相关参考地址:
https://github.com/prometheus-community/prometheus-operator.git
https://github.com/prometheus-community/helm-charts/tree/main/charts/kube-prometheus-stack
1.概述
Kube Prometheus Stack是一个基于Prometheus和Grafana的监控解决方案,用于监控Kubernetes集群中的各种资源和服务.
Prometheus Stack,通常指的是 Prometheus和Grafana 以及相关关联集成组件的统称。 在实际的业务场景中,Prometheus 和 Grafana 往往都是协同⼯作进⾏监控 渲染: Prometheus 负责作为数据源获取数据, 并将该数据提供给 Grafana,Grafana 则⽤于借助其吸引⼒的仪表板进⾏可视化数据展示.
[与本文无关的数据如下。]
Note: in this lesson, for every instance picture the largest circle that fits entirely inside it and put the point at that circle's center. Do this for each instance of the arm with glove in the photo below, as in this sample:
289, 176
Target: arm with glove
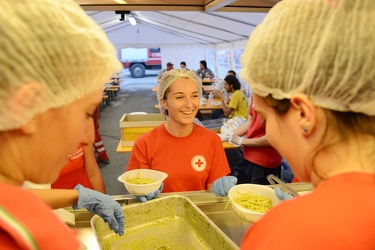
102, 205
81, 197
222, 185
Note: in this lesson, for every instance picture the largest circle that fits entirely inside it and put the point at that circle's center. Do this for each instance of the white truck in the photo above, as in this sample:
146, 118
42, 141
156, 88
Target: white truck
137, 60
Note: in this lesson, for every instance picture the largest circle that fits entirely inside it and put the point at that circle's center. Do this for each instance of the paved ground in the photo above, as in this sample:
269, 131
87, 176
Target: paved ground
135, 95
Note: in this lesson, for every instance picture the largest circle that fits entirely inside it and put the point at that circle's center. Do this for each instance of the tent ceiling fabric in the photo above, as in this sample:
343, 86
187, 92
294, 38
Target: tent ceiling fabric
161, 22
178, 5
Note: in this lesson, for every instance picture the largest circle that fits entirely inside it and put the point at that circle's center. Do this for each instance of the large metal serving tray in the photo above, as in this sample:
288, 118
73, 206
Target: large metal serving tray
172, 222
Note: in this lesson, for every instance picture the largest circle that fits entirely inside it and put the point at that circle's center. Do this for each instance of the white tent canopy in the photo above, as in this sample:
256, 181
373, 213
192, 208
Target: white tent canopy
190, 36
158, 28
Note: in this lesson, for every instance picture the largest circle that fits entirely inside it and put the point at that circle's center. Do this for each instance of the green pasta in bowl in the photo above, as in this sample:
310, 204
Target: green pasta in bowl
141, 182
252, 201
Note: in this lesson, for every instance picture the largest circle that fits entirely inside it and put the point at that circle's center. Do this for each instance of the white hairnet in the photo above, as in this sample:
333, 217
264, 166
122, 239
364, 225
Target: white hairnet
52, 43
323, 48
172, 75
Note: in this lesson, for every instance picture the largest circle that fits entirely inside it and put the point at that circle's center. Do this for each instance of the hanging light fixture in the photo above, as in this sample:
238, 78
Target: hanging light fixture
125, 15
132, 20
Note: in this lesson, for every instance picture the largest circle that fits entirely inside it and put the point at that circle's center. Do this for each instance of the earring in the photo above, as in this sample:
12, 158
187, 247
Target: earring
306, 127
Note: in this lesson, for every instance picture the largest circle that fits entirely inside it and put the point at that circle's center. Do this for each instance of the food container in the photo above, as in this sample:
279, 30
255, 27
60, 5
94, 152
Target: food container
143, 189
134, 125
171, 222
262, 190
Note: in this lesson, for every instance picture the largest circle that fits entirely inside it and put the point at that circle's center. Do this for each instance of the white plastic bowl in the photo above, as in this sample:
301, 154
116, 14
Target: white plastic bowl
143, 189
247, 214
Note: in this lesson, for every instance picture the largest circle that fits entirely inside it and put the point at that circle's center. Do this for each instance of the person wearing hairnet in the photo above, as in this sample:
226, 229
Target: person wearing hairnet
191, 155
310, 65
54, 63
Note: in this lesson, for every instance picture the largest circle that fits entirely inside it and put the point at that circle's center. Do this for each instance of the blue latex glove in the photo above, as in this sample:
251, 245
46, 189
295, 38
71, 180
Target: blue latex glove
282, 195
150, 196
222, 185
102, 205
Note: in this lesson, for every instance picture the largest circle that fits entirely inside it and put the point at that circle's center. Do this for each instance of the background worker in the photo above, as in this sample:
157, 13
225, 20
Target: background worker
200, 162
100, 151
259, 158
48, 99
237, 105
203, 71
310, 65
219, 87
168, 68
183, 65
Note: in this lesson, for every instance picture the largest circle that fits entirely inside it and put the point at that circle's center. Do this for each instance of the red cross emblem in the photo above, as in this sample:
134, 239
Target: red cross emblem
198, 163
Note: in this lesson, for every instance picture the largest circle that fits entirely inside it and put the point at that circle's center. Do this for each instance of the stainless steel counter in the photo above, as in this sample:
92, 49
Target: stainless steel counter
214, 207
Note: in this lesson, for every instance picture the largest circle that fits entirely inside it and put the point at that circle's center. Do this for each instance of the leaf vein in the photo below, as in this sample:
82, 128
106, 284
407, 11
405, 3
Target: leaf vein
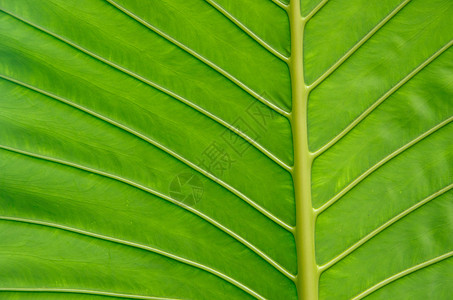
384, 226
84, 292
201, 58
378, 102
247, 31
402, 274
357, 46
196, 212
379, 164
139, 246
177, 97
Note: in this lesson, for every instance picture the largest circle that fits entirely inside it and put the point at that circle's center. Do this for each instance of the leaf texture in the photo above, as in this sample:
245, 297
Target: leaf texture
150, 149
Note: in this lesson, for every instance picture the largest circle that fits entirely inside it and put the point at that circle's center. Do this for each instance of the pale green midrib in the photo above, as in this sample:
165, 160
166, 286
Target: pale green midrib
402, 274
379, 164
307, 268
196, 212
139, 246
246, 30
357, 46
173, 95
83, 292
384, 226
378, 102
203, 172
280, 4
199, 57
312, 286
2.prometheus-operator 解决问题
prometheus-operator使用K8s的CRD,简化了Prometheus、Alertmanager以及相关监控组件的部署和配置。
3.自定义CRD介绍
CustomResourceDefinitions
- Prometheus:定义了prometheus的部署
- Alertmanager:定义了Alertmanager的部署
- Probe:prometheus的采集规则,目标地址为静态,即地址写死到配置,用于采集集群外部服务
- ServiceMonitor:prometheus的采集规则,使用endpoints服务发现的方式找到目标地址,用于采集集群内部服务
- PodMonitor:prometheus的采集规则,使用pod服务发现的方式找到目标地址,用于采集集群内部服务
- PrometheusRule:prometheus的告警规则
- AlertmanagerConfig:alertmanager的配置
4.安装部署prometheus-stack
4.1 Prerequisites 环境依赖
Kubernetes 1.19+
Helm 3+
K8S实验环境: v1.26.0
4.2 添加helm 源
helm repo add prometheus-community https://prometheus-community.github.io/helm-charts
helm repo update prometheus-communit
4.3 Install Helm Chart (prometheus-stack)
注意:
1.域名配置依赖nginx-ingress 服务需要提前进行部署nginx-ingress (ingressClass不要修改)
部署nginx-ingress
kuebctl create ns ingress-nginx
helm install ingress-nginx ingress-nginx/ingress-nginx \
--namespace ingress-nginx \
--set controller.metrics.enabled=true \
--set controller.metrics.serviceMonitor.enabled=true
# 查看定制特殊配置项
helm show values prometheus-community/kube-prometheus-stack
#创建监控指定ns
kubectl create ns monitoring
#helm 默认安装
helm install prometheus-stack prometheus-community/kube-prometheus-stack -n monitoring
#携带定制 配置项安装 检查语法参数 (开启相关ingress 域名并配置定制Http域名)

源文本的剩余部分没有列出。